The perform interact_with_tutor
begins by defining the system function of ChatGPT to form its behaviour all through the dialog. Since my objective is to observe German, I set the system function accordingly. I referred to as my digital tutor as “Anna” and set my language proficiency stage for her to regulate her responses. Moreover, I instructed her to maintain the dialog participating by asking questions.
Subsequent, the consumer’s transcribed voice command is appended to the message checklist with the function of “consumer.” This message is then despatched to ChatGPT. Because the dialog continues inside some time loop, all the historical past of consumer instructions and GPT responses is logged within the messages checklist.
- After the every response of ChatGPT, we convert the textual content message into speech utilizing gTTS.
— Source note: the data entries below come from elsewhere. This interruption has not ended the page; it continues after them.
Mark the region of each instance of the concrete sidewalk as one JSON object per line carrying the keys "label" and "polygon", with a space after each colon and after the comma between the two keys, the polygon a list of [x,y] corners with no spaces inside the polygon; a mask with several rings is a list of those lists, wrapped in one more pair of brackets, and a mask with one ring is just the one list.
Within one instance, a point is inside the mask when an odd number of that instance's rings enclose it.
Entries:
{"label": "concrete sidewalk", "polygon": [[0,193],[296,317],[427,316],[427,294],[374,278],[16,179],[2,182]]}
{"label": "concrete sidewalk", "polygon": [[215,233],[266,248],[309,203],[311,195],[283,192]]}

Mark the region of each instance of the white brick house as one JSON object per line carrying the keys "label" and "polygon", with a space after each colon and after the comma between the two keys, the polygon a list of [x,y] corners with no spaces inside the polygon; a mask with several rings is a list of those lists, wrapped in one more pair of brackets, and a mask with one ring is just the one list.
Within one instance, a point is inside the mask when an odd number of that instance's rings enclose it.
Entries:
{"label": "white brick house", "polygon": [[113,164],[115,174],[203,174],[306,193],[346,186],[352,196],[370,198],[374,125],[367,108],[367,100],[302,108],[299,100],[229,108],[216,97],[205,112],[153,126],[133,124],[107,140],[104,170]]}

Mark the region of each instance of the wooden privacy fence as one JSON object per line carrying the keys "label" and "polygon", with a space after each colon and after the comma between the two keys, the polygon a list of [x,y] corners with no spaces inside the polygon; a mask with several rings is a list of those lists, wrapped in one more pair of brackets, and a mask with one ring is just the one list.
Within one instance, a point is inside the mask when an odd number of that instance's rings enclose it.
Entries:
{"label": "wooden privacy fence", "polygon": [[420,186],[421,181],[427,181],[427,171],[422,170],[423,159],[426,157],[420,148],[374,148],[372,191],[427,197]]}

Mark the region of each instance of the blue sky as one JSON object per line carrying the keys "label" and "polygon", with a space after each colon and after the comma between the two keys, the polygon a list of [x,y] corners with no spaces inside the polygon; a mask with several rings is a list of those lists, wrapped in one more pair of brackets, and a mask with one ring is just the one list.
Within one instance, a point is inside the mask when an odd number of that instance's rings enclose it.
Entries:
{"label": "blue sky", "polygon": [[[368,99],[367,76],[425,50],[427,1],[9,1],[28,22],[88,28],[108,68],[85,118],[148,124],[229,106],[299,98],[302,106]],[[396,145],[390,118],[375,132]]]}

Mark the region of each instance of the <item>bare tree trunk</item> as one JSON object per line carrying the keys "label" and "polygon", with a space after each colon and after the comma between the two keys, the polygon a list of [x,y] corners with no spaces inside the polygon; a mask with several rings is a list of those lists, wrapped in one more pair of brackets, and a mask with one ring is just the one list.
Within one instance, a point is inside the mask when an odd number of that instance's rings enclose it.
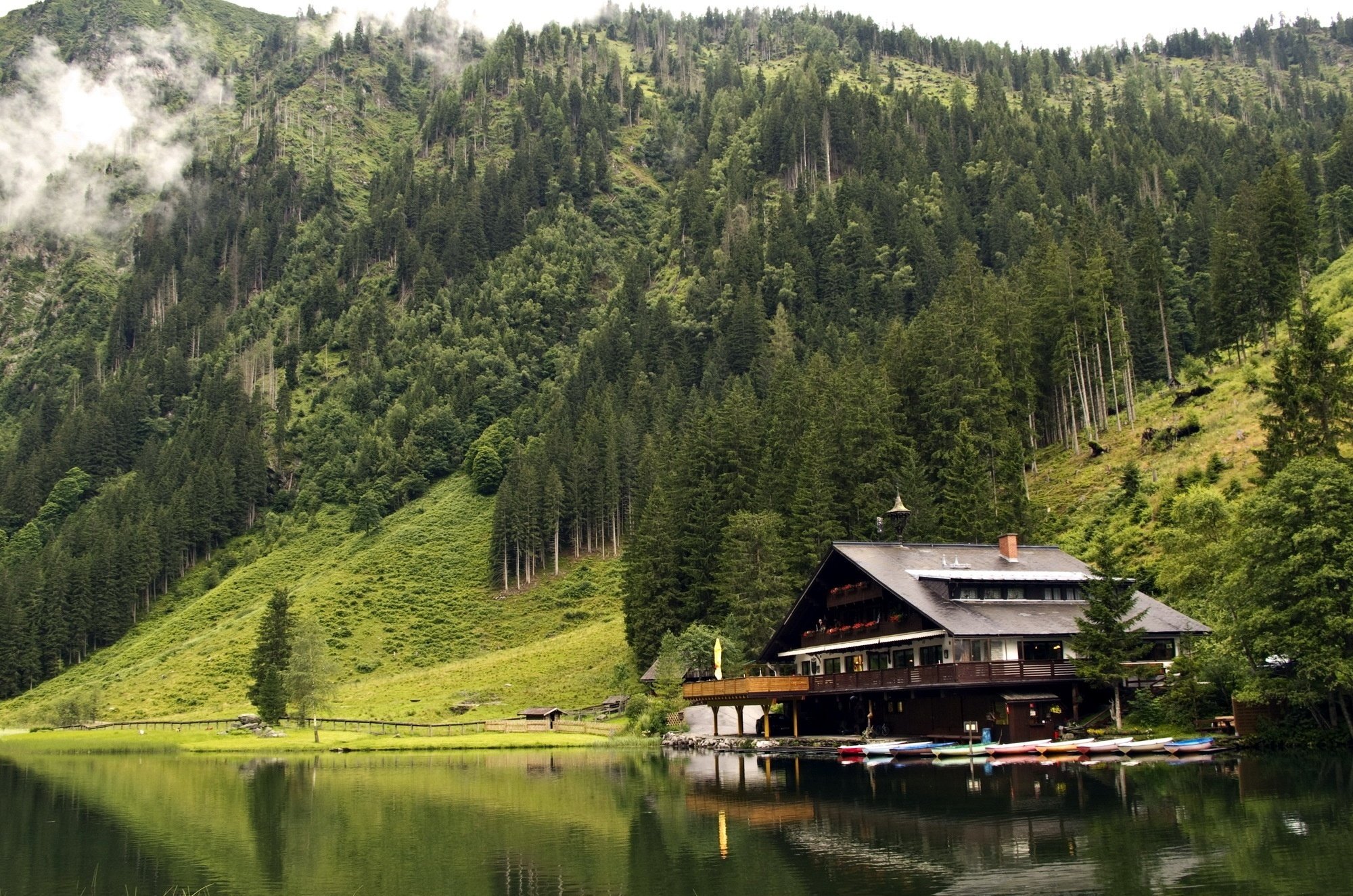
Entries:
{"label": "bare tree trunk", "polygon": [[1165,325],[1165,290],[1155,284],[1155,302],[1161,309],[1161,342],[1165,345],[1165,383],[1174,384],[1174,365],[1170,363],[1170,329]]}
{"label": "bare tree trunk", "polygon": [[1072,425],[1072,451],[1074,453],[1081,453],[1081,440],[1076,432],[1076,407],[1072,402],[1076,401],[1076,387],[1072,386],[1072,372],[1066,372],[1066,416]]}
{"label": "bare tree trunk", "polygon": [[1104,340],[1108,342],[1108,376],[1114,383],[1114,420],[1118,430],[1123,432],[1123,409],[1118,405],[1118,368],[1114,365],[1114,333],[1108,326],[1108,306],[1104,306]]}

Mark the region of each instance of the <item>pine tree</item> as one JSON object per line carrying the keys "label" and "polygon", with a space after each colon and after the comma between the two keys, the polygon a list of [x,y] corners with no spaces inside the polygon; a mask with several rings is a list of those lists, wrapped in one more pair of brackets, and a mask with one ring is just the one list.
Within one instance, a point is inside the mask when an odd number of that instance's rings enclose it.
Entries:
{"label": "pine tree", "polygon": [[1085,609],[1076,620],[1072,650],[1076,674],[1114,690],[1114,724],[1123,727],[1123,663],[1138,659],[1145,651],[1142,631],[1135,628],[1146,610],[1137,610],[1137,587],[1123,578],[1118,559],[1108,543],[1097,548],[1095,578],[1084,582]]}
{"label": "pine tree", "polygon": [[764,644],[793,601],[782,520],[740,510],[728,520],[718,556],[718,600],[746,644]]}
{"label": "pine tree", "polygon": [[946,541],[981,541],[994,522],[992,475],[967,421],[958,425],[939,470],[939,535]]}
{"label": "pine tree", "polygon": [[1303,314],[1292,341],[1277,352],[1265,388],[1276,411],[1262,414],[1265,444],[1260,467],[1268,476],[1298,457],[1339,457],[1353,436],[1350,349],[1337,346],[1338,330],[1321,311]]}
{"label": "pine tree", "polygon": [[291,591],[275,589],[258,624],[249,670],[249,701],[269,724],[287,713],[287,667],[291,662]]}

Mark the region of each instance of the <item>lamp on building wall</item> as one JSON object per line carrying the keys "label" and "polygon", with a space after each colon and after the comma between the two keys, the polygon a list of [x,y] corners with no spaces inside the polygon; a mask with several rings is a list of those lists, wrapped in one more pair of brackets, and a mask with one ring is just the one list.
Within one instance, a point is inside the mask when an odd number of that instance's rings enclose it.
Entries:
{"label": "lamp on building wall", "polygon": [[902,532],[907,531],[907,522],[912,518],[912,512],[902,503],[902,495],[897,495],[893,509],[888,512],[888,518],[893,521],[893,537],[901,541]]}

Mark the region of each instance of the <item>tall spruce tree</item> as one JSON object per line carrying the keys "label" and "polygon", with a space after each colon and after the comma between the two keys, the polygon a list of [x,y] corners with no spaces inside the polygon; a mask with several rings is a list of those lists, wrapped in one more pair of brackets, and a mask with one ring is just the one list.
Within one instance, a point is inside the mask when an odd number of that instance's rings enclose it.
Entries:
{"label": "tall spruce tree", "polygon": [[253,685],[249,702],[268,724],[287,715],[287,669],[291,663],[291,591],[273,590],[258,624],[258,642],[249,662]]}
{"label": "tall spruce tree", "polygon": [[1137,610],[1137,586],[1122,577],[1118,558],[1107,541],[1097,548],[1095,578],[1081,587],[1085,610],[1076,620],[1072,650],[1076,673],[1114,690],[1114,724],[1123,727],[1123,663],[1145,651],[1142,631],[1135,628],[1146,610]]}
{"label": "tall spruce tree", "polygon": [[770,640],[793,598],[778,513],[739,510],[724,529],[718,600],[743,643]]}
{"label": "tall spruce tree", "polygon": [[1339,444],[1353,436],[1353,367],[1349,348],[1335,345],[1337,340],[1335,326],[1312,310],[1279,349],[1273,382],[1265,388],[1276,410],[1260,417],[1265,475],[1298,457],[1339,457]]}

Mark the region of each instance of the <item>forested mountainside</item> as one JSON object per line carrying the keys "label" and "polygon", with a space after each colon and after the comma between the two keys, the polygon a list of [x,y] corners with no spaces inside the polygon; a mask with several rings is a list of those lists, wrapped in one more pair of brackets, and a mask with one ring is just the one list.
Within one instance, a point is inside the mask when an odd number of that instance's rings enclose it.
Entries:
{"label": "forested mountainside", "polygon": [[1353,225],[1342,20],[1073,54],[139,9],[0,20],[0,111],[41,125],[34,58],[145,62],[170,12],[143,108],[191,149],[5,183],[0,696],[231,536],[371,533],[457,470],[498,587],[624,551],[639,662],[695,621],[755,642],[894,493],[916,539],[1050,533],[1035,452],[1266,346]]}

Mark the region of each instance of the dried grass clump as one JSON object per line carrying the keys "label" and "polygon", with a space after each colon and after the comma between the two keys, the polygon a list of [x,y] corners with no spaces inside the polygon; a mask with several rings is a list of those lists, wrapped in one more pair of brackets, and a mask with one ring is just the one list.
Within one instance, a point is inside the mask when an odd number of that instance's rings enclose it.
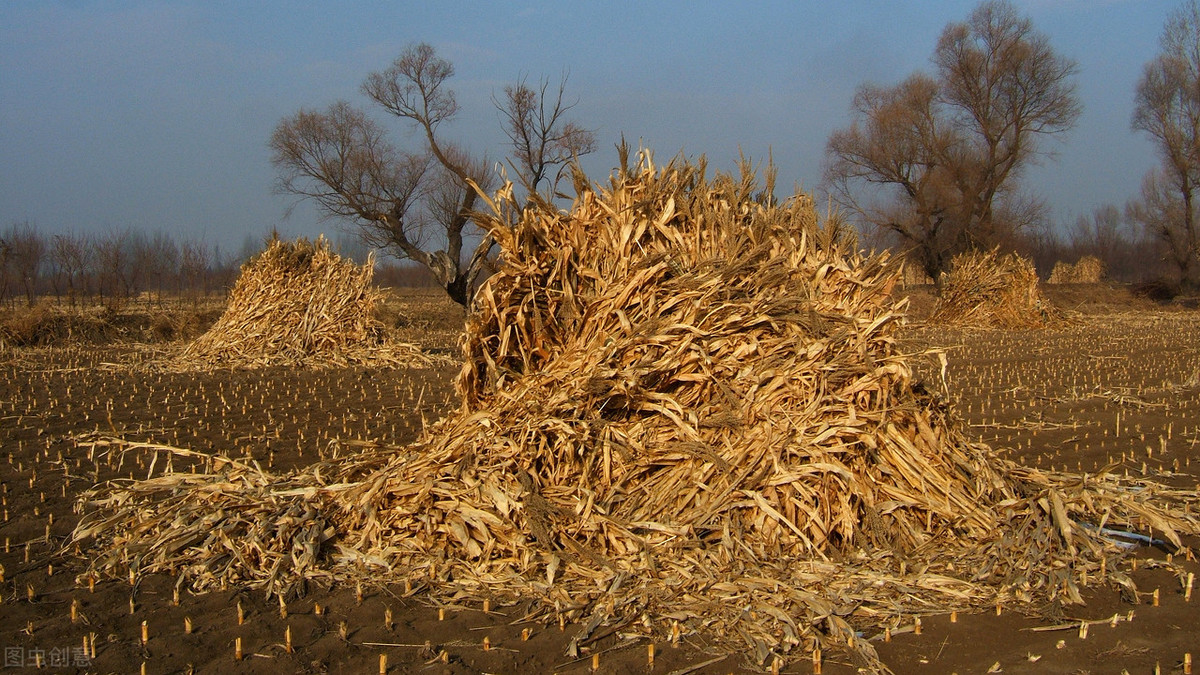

def interact_with_tutor():
# ...
# Convert the textual content response to speech
speech_object = gTTS(textual content=messages[-1]['content'],tld="de", lang=language, sluggish=False)
speech_object.save("GPT_response.wav")
current_dir = os.getcwd()
audio_file = "GPT_response.wav"
# Play the audio response
play_wav_once(audio_file, args.samplerate, 1.0)
os.take away(audio_file) # Take away the non permanent audio file
The gTTS()
perform will get 4 parameters : textual content
, tld
, lang
, and sluggish
. The textual content
parameter is being assigned the content material of the final message within the messages
checklist (indicated by [-1]
) which you wish to convert into speech. The tld
parameter specifies the top-level area for the Google Translate service. Setting it to "de"
implies that the German area is used, which will be important for guaranteeing that the pronunciation and intonation are acceptable for the German. The lang
parameter specifies the language through which the textual content ought to be spoken. On this code, the language
variable is ready to 'de'
, that means that the textual content will probably be spoken in German.sluggish=False
: the sluggish
parameter controls the velocity of the speech. Setting it to False
implies that the speech will probably be spoken at a standard velocity. If it had been set to True
, the speech can be spoken extra slowly.
- The transformed speech of ChatGPT response is then saved as a brief .wav file, performed again to the consumer, after which eliminated.
- The
interact_with_tutor
perform repeatedly runs when consumer continues the dialog by urgent the spacebar once more. - If the consumer presses “esc”, dialog ends and all the dialog is saved to a pickle file,
chat_log.pkl
. You should use it later for some evaluation.